On peut dire aussi que les crimes reprochés à l'ordre étaient particuliers à telle province du Temple, à telle maison, que l'ordre en était innocent; que Jacques Molay, après avoir avoué comme homme et par humilité, put nier comme grand maître.

Mais il y a autre chose à dire. Le principal chef d'accusation, le reniement[235], reposait sur une équivoque. Ils pouvaient avouer qu'ils avaient renié, sans être en effet apostats. Ce reniement, plusieurs le déclarèrent, était symbolique; c'était une imitation du reniement de saint Pierre, une de ces pieuses comédies dont l'Église antique entourait les actes les plus sérieux de la religion[236], mais dont la tradition commençait à se perdre au quatorzième siècle. Que cette cérémonie ait été quelquefois accomplie avec une légèreté coupable, ou même avec une dérision impie, c'était le crime de quelques-uns et non la règle de l'ordre.

Cette accusation est pourtant ce qui perdit le Temple. Ce ne fut pas seulement l'infamie des mœurs; elle n'était pas générale[237]. Ce ne fut pas l'hérésie, les doctrines gnostiques; vraisemblablement les chevaliers s'occupaient peu de dogme. La vraie cause de leur ruine, celle qui mit tout le peuple contre eux, qui ne leur laissa pas un défenseur parmi tant de familles nobles auxquelles ils appartenaient, ce fut cette monstrueuse accusation d'avoir renié et craché sur la croix. Cette accusation est justement celle qui fut avouée du plus grand nombre. La simple énonciation du fait éloignait d'eux tout le monde; chacun se signait et ne voulait plus rien entendre.

Ainsi l'ordre qui avait représenté au plus haut degré le génie symbolique du moyen âge mourut d'un symbole non compris[238]. Cet événement n'est qu'un épisode de la guerre éternelle que soutiennent l'un contre l'autre l'esprit et la lettre, la poésie et la prose. Rien n'est cruel, ingrat, comme la prose, au moment où elle méconnaît les vieilles et vénérables formes poétiques, dans lesquelles elle a grandi.

Le symbolisme occulte et suspect du Temple n'avait rien à espérer au moment où le symbolisme pontifical, jusque-là révéré du monde entier, était lui-même sans pouvoir. La poésie mystique de l'Unam sanctam, qui eût fait tressaillir tout le douzième siècle, ne disait plus rien aux contemporains de Pierre Flotte et de Nogaret. Ni la colombe, ni l'arche, ni la tunique sans couture, tous ces innocents symboles ne pouvaient plus défendre la papauté. Le glaive spirituel était émoussé. Un âge prosaïque et froid commençait, qui n'en sentait plus le tranchant[239].

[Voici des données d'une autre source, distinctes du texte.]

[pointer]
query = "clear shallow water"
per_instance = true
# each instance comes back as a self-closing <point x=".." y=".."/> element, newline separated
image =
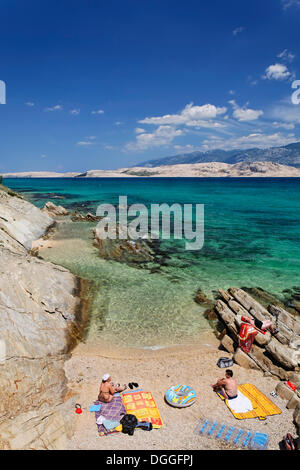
<point x="252" y="231"/>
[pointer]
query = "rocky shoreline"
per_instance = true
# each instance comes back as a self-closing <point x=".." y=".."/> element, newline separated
<point x="41" y="318"/>
<point x="44" y="309"/>
<point x="275" y="355"/>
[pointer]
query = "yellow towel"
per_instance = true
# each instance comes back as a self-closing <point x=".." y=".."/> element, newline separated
<point x="262" y="405"/>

Ce qu'il y a de tragique ici, c'est que l'Église est tuée par l'Église. Boniface est moins frappé par le gantelet de Colonna que par l'adhésion des gallicans à l'appel de Philippe-le-Bel. Le Temple est poursuivi par les inquisiteurs, aboli par le pape; les dépositions les plus graves contre les Templiers sont celles des prêtres[240]. Nul doute que le pouvoir d'absoudre qu'usurpaient les chefs de l'ordre, ne leur ait fait des ecclésiastiques d'irréconciliables ennemis[241].

Quelle fut sur les hommes d'alors l'impression de ce grand suicide de l'Église, les inconsolables tristesses de Dante le disent assez. Tout ce qu'on avait cru ou révéré, papauté, chevalerie, croisade, tout semblait finir. Le moyen âge est déjà une seconde antiquité qu'il faut avec Dante chercher chez les morts. Le dernier poète de l'âge symbolique[242] vit assez pour pouvoir lire la prosaïque allégorie du Roman de la Rose. L'allégorie tue le symbole, la prose la poésie.

CHAPITRE V

Suite de Philippe-le-Bel. Ses trois fils (1314-1328).—Procès.—Institutions.

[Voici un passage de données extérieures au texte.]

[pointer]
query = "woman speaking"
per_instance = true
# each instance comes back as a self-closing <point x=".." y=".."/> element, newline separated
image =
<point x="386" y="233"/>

La fin du procès du Temple fut le commencement de vingt autres. Les premières années du quatorzième siècle ne sont qu'un long procès. Ces hideuses tragédies avaient troublé les imaginations, effarouché les âmes. Il y eut comme une épidémie de crimes. Des supplices atroces, obscènes, qui étaient eux-mêmes des crimes, les punissaient et les provoquaient.